I think what will happen is volatility will remain, and message boards like WallStreetBets will remain. Prior to all this, they were doing research. GameStop was on there for a year, and I’m kicking myself because I wrote it off as a dog.

You can see these fantastical minds on WallStreetBets, especially [the kind of thinking] from people who are younger. When you see things a certain way, and you’re not stuck to dogma and textbooks—this is what creates those boards. There’s no question about those younger people’s abilities.

I think this narrative about the common man comes from everything that’s been going on. We never dealt with this idea that there was a housing crash in the formative years for a large portion of the generation that’s now being asked to pay two hundred grand to go to college, which doesn’t even guarantee anything. I bet that if the system was more fair, half of that group would be busy doing other things.

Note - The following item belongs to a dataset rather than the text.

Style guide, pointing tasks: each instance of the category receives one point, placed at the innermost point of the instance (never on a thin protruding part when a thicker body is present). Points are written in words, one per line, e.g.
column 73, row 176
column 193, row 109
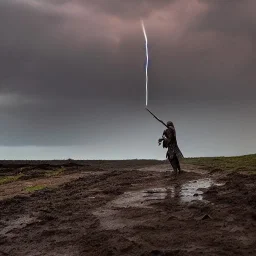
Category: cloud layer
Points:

So when I read posts about living through the housing crisis on WallStreetBets, I think, immediately, absolutely. And I’m shocked watching CNBC, and they’re saying, oh, I like David and Goliath, too! But I’m like, no, you don’t. You’re just showing up, are you kidding?

I just think realism is important, and to understand that this is not going to solve the problem. I’m sure more people lost money on AMC [when it crashed on Thursday] who didn’t even chase GameStop and thought AMC would be the next one. I think the bigger problem we have is that these real systemic issues—like Congress doing something about student loans—need to be addressed.